Die Kunst der Entschleunigung

Das passt doch gut hierher ;-) Hier ein Hinweis auf die kommende Ausstellung Die Kunst der Entschleunigung. Bewegung und Ruhe in der modernen Kunst im Kunstmuseum Wolfsburg. Es ist noch ein Weilchen hin, Start ab 12. November 2011.
Die Geschichte der Moderne erscheint zunächst vor allem als eine Geschichte der Beschleunigung. Die Entwicklung immer schnellerer Transportmittel, kürzerer und weitreichender Kommunikationswege und optimierter Produktionsverfahren hat das Lebenstempo seit dem 19. Jahrhundert kontinuierlich erhöht - bis hin zum „rasenden Stillstand“ (Paul Virilio). Sichtbare Speerspitze dieser Entwicklung war auch immer die Kunst, die als Avantgarde das Rad mit ihren Erfindungen und Expansionen in Schwung gehalten hat - vom Impressionismus über den Futurismus bis zum abstrakten Expressionismus und zur kinetischen Kunst der 1950er Jahre. Wenig beachtet wurde bisher aber, dass mit der Faszination für die entfesselte Bewegung von Anfang an stets auch die Suche nach Entschleunigung verbunden war. Bereits um 1900 sprach man vom ’Zeitalter der Nervosität’. Heute, im Zeitalter der Globalisierung, des Turbokapitalismus und des Internets, welches unser Gefühl von Zeitknappheit, Zersplitterung und Ausgebranntsein beschleunigt, wächst nicht nur das Bedürfnis nach Entschleunigung (fernöstliche Entspannungstechniken, slow-food oder slow-communication), sondern auch die Einsicht, Fortschritt müsse von der Bindung an die Beschleunigung entkoppelt werden. Um weiter zu kommen, müssen wir entschleunigen.

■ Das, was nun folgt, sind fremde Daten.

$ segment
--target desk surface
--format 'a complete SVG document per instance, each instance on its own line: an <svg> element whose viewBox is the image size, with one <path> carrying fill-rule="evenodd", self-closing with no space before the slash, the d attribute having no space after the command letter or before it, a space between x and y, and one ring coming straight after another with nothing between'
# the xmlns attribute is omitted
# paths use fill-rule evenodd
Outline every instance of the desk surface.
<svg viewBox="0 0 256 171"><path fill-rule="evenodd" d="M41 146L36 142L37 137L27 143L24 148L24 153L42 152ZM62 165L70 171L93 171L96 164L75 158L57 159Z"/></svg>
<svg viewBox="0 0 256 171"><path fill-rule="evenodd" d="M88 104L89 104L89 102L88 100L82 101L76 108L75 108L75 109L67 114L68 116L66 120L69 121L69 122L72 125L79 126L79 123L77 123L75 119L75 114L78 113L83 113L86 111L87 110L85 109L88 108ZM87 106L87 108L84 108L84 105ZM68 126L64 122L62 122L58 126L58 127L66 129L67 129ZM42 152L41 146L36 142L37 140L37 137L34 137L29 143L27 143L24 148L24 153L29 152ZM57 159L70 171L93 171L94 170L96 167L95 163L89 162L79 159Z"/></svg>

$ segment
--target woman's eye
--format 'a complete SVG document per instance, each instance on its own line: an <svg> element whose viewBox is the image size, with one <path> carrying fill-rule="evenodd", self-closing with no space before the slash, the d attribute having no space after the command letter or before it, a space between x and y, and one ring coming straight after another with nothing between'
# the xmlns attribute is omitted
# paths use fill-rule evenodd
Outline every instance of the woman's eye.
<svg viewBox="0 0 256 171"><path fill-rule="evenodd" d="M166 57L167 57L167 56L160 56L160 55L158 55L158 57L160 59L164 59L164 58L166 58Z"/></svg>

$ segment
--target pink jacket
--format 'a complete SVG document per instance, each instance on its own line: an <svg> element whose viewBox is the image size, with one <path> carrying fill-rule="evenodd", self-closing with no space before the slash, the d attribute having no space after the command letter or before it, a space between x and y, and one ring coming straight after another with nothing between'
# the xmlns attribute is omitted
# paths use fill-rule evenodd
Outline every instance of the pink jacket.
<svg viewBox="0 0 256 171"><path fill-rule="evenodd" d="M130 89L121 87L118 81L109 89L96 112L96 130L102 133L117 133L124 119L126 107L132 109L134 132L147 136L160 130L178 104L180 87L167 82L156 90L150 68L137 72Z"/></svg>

Kein Bereich versinnlicht diese Dialektik von Bewegung und Ruhe besser als die moderne Kunst: Zur gleichen Zeit, als die italienischen Futuristen um 1910 in glühenden Manifesten und flammenden Gemälden die Geschwindigkeit verherrlichten, erfand deren Landsmann Giorgio De Chirico die stille Welt der Pittura metafisica. Erstmals geht das Kunstmuseum Wolfsburg dieser Dialektik der Moderne in einer umfassenden Ausstellung nach. Mit einer akzentuierten Werkauswahl werden die beiden Themenfelder ´kontrapunktisch´ erfahrbar gemacht. Die Idee der Bewegung oder Beschleunigung findet ihre vielgestaltige Umsetzung in Werken von Künstlern wie Auguste Rodin, Claude Monet, Marcel Duchamp oder Robert Delaunay, von Futuristen wie Umberto Boccioni, Kinetikern wie Jean Tinguely, Zero-Künstlern wie Otto Piene sowie bei zeitgenössischen Künstlern wie Panamarenko, Nam June Paik und Bruce Nauman. Das stille Gegengewicht bilden die phantastischen Welten von Odilon Redon und der Surrealisten, die Farbfeldmalerei eines Barnett Newman, Mario Merz als Vertreter der Arte Povera bis hin zur filmischen Verlangsamung bei Bill Viola, Douglas Gordon, Aernout Mik oder Tacita Dean.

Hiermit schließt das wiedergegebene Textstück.